As war broke out in 1939,  McKinnon Industries placed it’s entire production facilities at the disposal of the Canadian Government and so began the shift from producing automotive parts to full-time war productions.  McKinnon’s produced percussion fuses, front axles for army trucks, transmission cases, gyro gun sight motors and torpedo drives.  The plant was expanded to increase production, and employee numbers soared from 1,800 to over 4,200 by 1942. Women workers at the plant also experienced a big increase, jumping from 8% to 25% during the war years.

By 1943 over 200 women worked at Thompson Products. Back row Left to right:

Thompson Products - Back row, from left to right: Barbara Servos, Eva Lancaster, Dorothy Casten and Millie Starch. Front row, left to right: Kay Darloff, Nellie Granton, Helen Remigio and Julie Nichols.

Thompson Products

Thompson Products was know for its ability to produce forged and cast parts.  During the war they produced brass fuses, six pound anti-tank shells and parts for the trainer planes of the British Command Air Training Plane.  At the height of production the shell output per day reached 10,000.  Thompson Products employees went from 200 to over 1,400, with over half being women.  Despite the war and the difficult times at home, Thompson Products didn’t stop its company-wide social activities.  The Santa Claus party, the annual picnic, bowling, basketball and softball leagues continued throughout the war years, as well, the park between the plant and St. Paul Street was built to provide green space for its employees to enjoy.

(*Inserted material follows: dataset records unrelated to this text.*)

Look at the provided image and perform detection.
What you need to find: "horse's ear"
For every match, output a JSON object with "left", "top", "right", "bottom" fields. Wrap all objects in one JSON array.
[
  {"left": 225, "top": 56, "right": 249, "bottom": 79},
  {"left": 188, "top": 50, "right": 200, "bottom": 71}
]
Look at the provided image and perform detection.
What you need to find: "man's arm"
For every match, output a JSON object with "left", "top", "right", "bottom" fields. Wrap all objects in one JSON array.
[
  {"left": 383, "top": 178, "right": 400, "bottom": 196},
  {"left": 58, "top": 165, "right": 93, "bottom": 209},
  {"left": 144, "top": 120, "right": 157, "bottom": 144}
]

Hayes-Dana and its 1,500 mostly women employees produced aircraft, tank, gun and army truck parts.  Like many other companies, Hayes-Dana held regular blood clinics, Victory Bond drives and gathered and shipped parcels overseas.

Foster Wheeler

In its plant on Eastchester, FW produced boilers for corvettes and, once peace was declared, it converted back to producing and developing power-generating units.

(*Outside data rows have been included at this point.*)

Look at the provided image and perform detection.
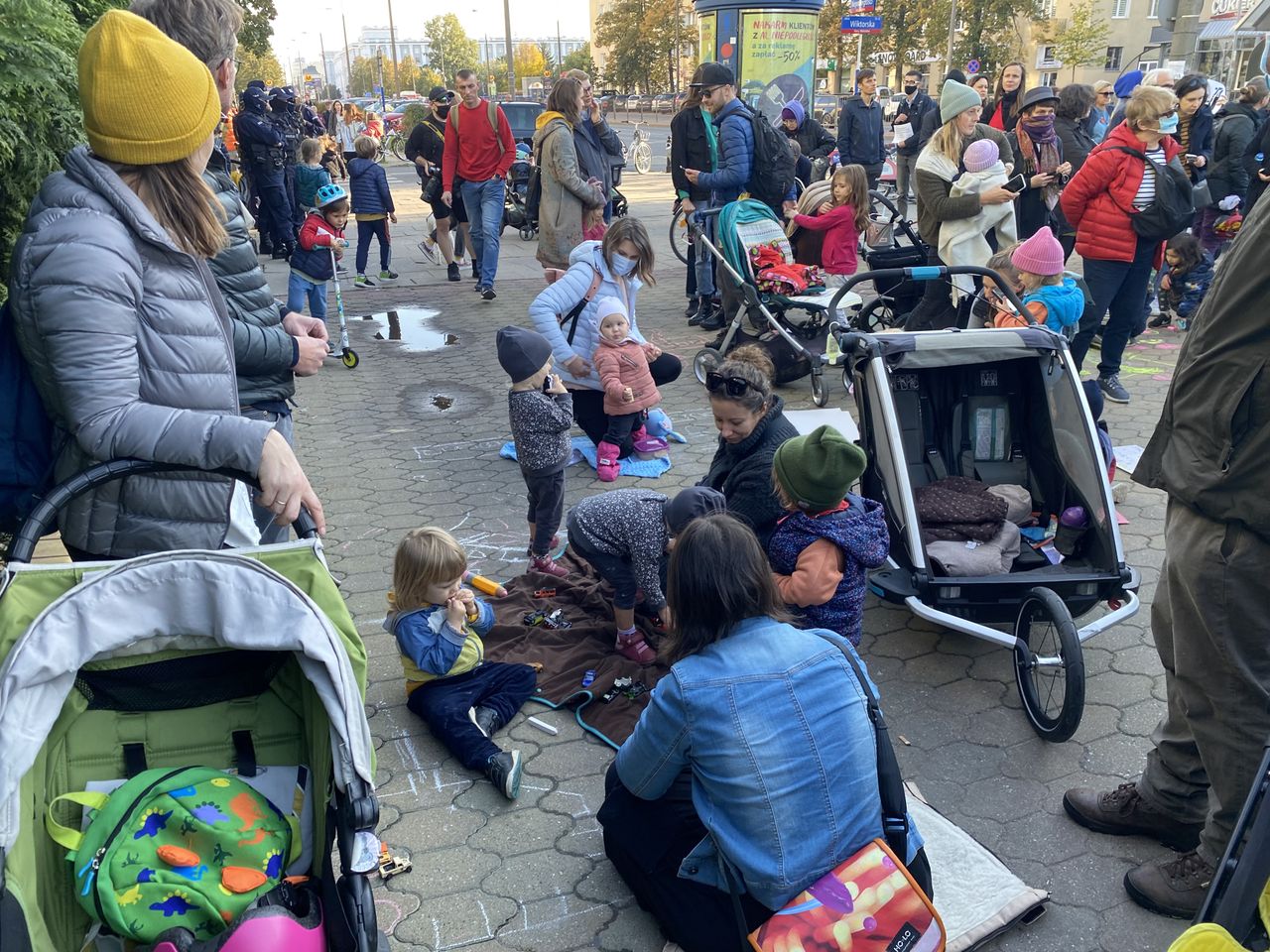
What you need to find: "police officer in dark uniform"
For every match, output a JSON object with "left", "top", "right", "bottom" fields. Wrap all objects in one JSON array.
[
  {"left": 269, "top": 86, "right": 305, "bottom": 240},
  {"left": 234, "top": 82, "right": 295, "bottom": 259}
]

In peacetime Grout’s made high quality fabrics for lingerie and coat linings, for the war effort it produced parachutes with its almost all skilled women workers.

Conroy Manufacturing – Kelsey Hayes

From its expanded plant on Catherine St., Conroy Manufacturing  produced drums and machine gun components and increased its workforce to 100.

St.Catharines Brass Works

While St.Catharines Brass Works was noted for its specialized  production of aluminum, copper, bronze and Monelmetal (trademark for nickel-copper alloy resistant to corrosion), it is most notable for the fact that it had a woman president.  Esther Riffer Clemis took over the company after the death of her father J.F. Riffer in 1941 and remained president until 1946.